İsrail, soruşturmaya “uluslararası boyut” katmak için, Nobel ödüllü Kuzey İrlandalı politikacı David Trimble ile Kanada’nın eski askeri savcılarından General Ken Watkins’i de komisyona davet etti. İkisi de görevi kabul etti.
Ancak ortada bir sorun var. Watkins’i bilmiyoruz ama Trimble “İsrail’in Dostları Grubu” adlı bir örgütün kurucusudur. Kendisi, Başbakan Netanyahu ile savunma bakanı ve genelkurmay başkanını da sorgulayacak olan komisyonun üyesi olarak nesnel davranacağını söylüyor.
Ancak Trimble’ın, eşyanın tabiatı gereğince, tarafsız olamayacağını söyleyenlerin sayısı az değil. İrlandalıların bir sözü var. Trimble da bunu biliyordur. “Mahkeme heyeti cehennemde toplanıyorsa şeytanı dava edemezsiniz” derler.
Bu “soruşturma komisyonu” da böyle bir şey olacak. Ancak ABD, büyük bir olasılıkla, komisyonun “bulgularını” destekleyecek. Güvenlik Konseyi’nin diğer daimi üyeleri ile AB de, bir müddet “kem küm” ettikten sonra, konuyu unutacaklar.
Özetle Türkiye bu konuda da yalnız kaldı. Peki bu durumda ne yapılmalı? Ankara’nın İsrail’e karşı uluslararası hukuka başvuracağı söyleniyor şimdi. Bu iyi bir yoldur. Fakat bu konuda henüz açıklama yapılmadı.

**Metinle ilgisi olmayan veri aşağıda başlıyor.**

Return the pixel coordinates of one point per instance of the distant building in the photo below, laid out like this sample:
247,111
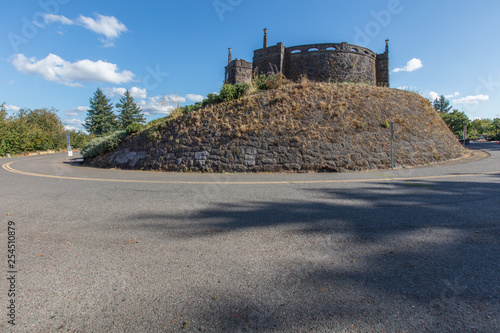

Uluslararası mahkemeye giderse Türkiye’nin iki temel dayanağından biri, İsrail saldırısının bir sivil yardım gemisine karşı yapılmış olması, ikincisi de bunun açık denizlerde gerçekleşmiş olması olacaktır.
İsrail ise buna karşı “deniz muharebelerinin” uluslararası hukuktaki çerçevesini çizen 1994 tarihli “San Remo El Kitabı”na güveniyor. Bunun beşinci bölümü ülkelere düşmanlarıyla açık denizlerde savaşma hakkını tanıyor. Fakat sivil kayıpları gözeten el kitabı bu tür savaşı çok sıkı kurallara bağlıyor.
Bu kuralları okudukça insan, “İsrail, açık denizlerde savaş hakkını teslim ettirmek dışında bundan ne umabilir ki” diye merak ediyor. Zira el kitabındaki maddeler İsrail’in hukuk dışına nasıl çıktığını gösteriyor.
Özetle konu uluslararası mahkemeye giderse İsrail’in, Mavi Marmara’nın fiili bir güvenlik tehdit oluşturduğunu ve buna karşı kullanılan gücün de orantılı olduğunu kanıtlaması gerekecek. Ancak bunu yapması zor, zira kullanılan gücün orantısız ve yersiz olduğu ortada.
Kısacası Türkiye’nin temel hukuki dayanakları güçlü. Ancak Ankara’nın, başta Lahey olmak üzere, uluslararası mahkemelere gitme gibi bir geleneği pek yok. Aksine bu mahkemelerden, başta deniz hukuku konusunda olmak üzere, çeşitli nedenlerle hep kaçınmıştır.
AKP iktidarı da şu anda, uluslararası hukuk çerçevesinde harekete geçmek yerine, bu konuda başkalarından bir şeyler bekliyormuş gibi davranıyor. Çeşitli uluslararası toplantılardan, bazen zorlamayla, “İsrail’i kınama deklarasyonları” çıkarttırıyor, fakat hukuki boyutta bir hareket yok.
Oysa İsrail, dünya nezdinde kendisini aklatma girişimini resmen başlattı bile. Bunun karşısında sadece sözlü çıkışlarla yetinip, hukuki boyutu başkalarının harekete geçirmesini beklemek Türkiye’ye istediği sonucu getirmeyecektir.